ART | CRITIQUE

Peintures pour un instant

PMuriel Denet
@12 Jan 2008

Cinq toiles peintes et un dessin composent l’exposition Peintures pour un instant sous l’égide d’un extrait du Journal d’une schizophrène. L’œuvre cultive l’ambiguïté, oscillant entre profondeur insondable et ironie déconcertante.

Thierry de Cordier, artiste flamand atypique, assume depuis toujours une posture romantique, tourmentée et en retrait du monde. Ce qui n’est guère tendance aujourd’hui. Il n’en est pas moins représenté par une galerie majeure de la scène de l’art contemporain. L’œuvre cultive l’ambiguïté, oscillant entre profondeur insondable et ironie déconcertante. Peintures pour un instant rassemble, sous l’égide d’un court extrait du Journal d’une schizophrène, cinq toiles peintes et un dessin.

«Je me sentais aux approches de la guérison, glisser dans une paix merveilleuse. Tout était vert dans ma chambre. Je me croyais dans une mare; ce qui équivalait pour moi à être dans le corps de maman… J’étais au Paradis, dans le sein maternel».
Quelques fragments de ce texte sont encore lisibles sous le badigeon laiteux du monochrome vert qui clôt l’exposition. La graphie en est alambiquée, comme venue du siècle d’or de la peinture flamande, alors que la pâte finit de dissoudre toute référence à la matrice maternelle qui nourrit les autres toiles. Curieusement titrée Vert-de-Gris, elle rappelle qu’une lecture littérale de la peinture de de Cordier n’est pas sans risque.

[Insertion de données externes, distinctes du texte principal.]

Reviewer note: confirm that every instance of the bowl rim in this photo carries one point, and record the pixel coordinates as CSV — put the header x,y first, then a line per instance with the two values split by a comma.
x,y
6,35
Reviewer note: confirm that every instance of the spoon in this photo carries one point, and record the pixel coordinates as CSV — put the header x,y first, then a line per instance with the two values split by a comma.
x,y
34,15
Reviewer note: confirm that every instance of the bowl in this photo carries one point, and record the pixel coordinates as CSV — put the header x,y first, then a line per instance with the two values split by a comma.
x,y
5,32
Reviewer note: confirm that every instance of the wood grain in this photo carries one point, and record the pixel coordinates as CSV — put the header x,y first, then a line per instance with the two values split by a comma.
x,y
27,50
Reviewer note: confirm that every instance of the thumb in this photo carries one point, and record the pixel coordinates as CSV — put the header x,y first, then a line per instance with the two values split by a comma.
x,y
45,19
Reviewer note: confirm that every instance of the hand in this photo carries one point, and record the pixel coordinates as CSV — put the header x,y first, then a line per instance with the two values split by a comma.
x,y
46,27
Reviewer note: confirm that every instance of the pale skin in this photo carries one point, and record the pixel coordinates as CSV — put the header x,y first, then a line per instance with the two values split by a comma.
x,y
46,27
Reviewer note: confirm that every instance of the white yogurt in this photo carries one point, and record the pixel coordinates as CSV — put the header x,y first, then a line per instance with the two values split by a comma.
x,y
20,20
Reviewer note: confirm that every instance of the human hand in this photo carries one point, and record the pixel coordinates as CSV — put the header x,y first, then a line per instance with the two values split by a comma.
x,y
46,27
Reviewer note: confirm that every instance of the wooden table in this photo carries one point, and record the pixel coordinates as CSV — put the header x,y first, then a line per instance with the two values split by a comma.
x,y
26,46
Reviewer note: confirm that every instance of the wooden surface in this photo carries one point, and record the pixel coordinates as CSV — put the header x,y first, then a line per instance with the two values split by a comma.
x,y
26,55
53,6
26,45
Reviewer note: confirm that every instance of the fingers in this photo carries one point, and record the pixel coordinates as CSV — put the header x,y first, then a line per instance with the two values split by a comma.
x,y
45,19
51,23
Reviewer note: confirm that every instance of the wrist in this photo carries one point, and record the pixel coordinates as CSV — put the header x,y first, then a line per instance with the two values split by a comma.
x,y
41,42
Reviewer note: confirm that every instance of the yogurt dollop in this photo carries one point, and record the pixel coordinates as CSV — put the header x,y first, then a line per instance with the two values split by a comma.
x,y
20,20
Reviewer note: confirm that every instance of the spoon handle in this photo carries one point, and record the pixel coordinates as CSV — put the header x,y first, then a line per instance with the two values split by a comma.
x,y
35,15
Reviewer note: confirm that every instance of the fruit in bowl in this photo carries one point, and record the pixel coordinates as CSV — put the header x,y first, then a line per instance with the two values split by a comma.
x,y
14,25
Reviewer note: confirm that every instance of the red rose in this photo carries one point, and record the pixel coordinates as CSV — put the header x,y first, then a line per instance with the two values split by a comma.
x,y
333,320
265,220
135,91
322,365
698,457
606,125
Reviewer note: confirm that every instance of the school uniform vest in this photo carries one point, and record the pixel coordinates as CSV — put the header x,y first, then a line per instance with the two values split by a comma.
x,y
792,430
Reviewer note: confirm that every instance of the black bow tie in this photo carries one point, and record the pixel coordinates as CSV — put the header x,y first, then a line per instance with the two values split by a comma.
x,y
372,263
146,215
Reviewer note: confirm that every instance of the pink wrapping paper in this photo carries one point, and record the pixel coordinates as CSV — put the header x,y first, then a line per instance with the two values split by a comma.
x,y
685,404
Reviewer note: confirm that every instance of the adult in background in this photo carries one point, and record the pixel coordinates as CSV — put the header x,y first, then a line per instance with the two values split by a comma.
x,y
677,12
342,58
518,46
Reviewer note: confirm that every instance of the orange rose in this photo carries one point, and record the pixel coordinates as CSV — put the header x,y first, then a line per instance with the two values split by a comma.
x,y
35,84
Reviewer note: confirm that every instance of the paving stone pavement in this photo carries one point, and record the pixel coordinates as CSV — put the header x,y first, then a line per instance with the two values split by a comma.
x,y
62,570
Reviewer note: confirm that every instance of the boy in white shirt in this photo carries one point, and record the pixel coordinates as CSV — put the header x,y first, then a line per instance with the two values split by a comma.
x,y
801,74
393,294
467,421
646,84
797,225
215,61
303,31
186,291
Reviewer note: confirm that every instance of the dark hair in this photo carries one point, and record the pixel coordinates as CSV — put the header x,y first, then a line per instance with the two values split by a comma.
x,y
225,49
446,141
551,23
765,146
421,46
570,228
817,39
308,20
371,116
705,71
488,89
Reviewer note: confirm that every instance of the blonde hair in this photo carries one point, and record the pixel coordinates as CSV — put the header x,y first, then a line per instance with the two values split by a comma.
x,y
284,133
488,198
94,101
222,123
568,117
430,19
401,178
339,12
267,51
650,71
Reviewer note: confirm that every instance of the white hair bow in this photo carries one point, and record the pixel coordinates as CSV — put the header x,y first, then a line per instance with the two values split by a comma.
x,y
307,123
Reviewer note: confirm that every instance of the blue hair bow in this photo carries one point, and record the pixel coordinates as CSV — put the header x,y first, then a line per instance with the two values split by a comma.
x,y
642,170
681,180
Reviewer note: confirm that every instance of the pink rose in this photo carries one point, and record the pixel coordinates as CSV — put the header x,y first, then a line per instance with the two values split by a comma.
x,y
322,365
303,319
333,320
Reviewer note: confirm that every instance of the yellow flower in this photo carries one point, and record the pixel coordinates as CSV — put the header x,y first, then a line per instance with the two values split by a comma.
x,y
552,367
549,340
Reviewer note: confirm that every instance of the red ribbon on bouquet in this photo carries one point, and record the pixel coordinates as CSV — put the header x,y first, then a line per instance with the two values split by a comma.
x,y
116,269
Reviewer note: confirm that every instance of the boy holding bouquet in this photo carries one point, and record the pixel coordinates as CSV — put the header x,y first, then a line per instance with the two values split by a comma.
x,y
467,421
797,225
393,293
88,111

Cri primal, cavité utérine, soupe primordiale, frondaisons sombres d’une mère nature encore vierge, citations savantes et philosophiques inscrites à même la pâte picturale, les symboles de l’énigme des origines sont insistants. Pour ne pas dire lourds. Mais au cœur de cette noirceur étouffante, la lumière sourd.
En arrière plan, à l’horizon, ou sur l’eau, des rehauts de blancs rayonnent une aurore naissante. Les verts, peu à peu, s’éclaircissent. Cependant, ce sont les détournements de références explicites à l’histoire de l’art qui déplacent, parfois de façon surprenante, ces angoisses existentielles en un territoire improbable.

L’accrochage débute par un dessin, qui évoque, comme il se doit, L’Origine du monde. Mais, inachevé, et sous le coup de métamorphoses oniriques, il se transforme en un paysage désolé: la ligne du ventre et le renflement du pubis se font horizon, la vulve, faille, et les cuisses, racines d’arbres dénudés. Le titre Fucking Flanders y est rageusement inscrit à la mine grasse.
Une marine et un paysage, amples et sauvages, qui évoquent par leur facture virtuose, et l’effet de patine qui les opacifie, la peinture flamande ou romantique, sont vulgairement titrés: Grande Soupe et Verdure.

Mais c’est Font, la pièce la plus imposante qui préside cet assemblage iconoclaste, qui semble en être la clef. Une fontaine caverneuse, et isolée au centre d’une étendue lactée: sa forme, triangulaire et lippue, sur ce blanc céramique, évoque, bien sûr, le négatif d’une autre Fontaine fameuse.
Un grand écart radical, dont l’ironie mordante projette l’œuvre, engluée dans la difficile quête de soi, à la lumière du monde. A moins qu’à l’inverse elle ne ravale des siècles d’histoire de l’art aux couleurs de l’individu souffrant.
C’est au spectateur d’en décider.

Thierry de Cordier
Font (Grasse et crémée…), 1996-2007. Huile et émail sur tapis. 170 x 225 cm.
Fucking Flanders (La Croix Verte), 1997-2007. Crayon, fusain et huile sur toile. 95 x 139 cm.
Contra-cello (Peinture pour un instant), 2005. Huile et email sur bois. 87 x 128 cm.
La Grande Soupe (Préliminaire), 1996-1998. Huile et émail sur toile. 205 x 265 cm.
Verdure, 2007. Huile et émail sur toile. 200 x 245 cm.
Vert de Gris, 2007. Huile, émail et laques sur toile. 170 x 230 cm.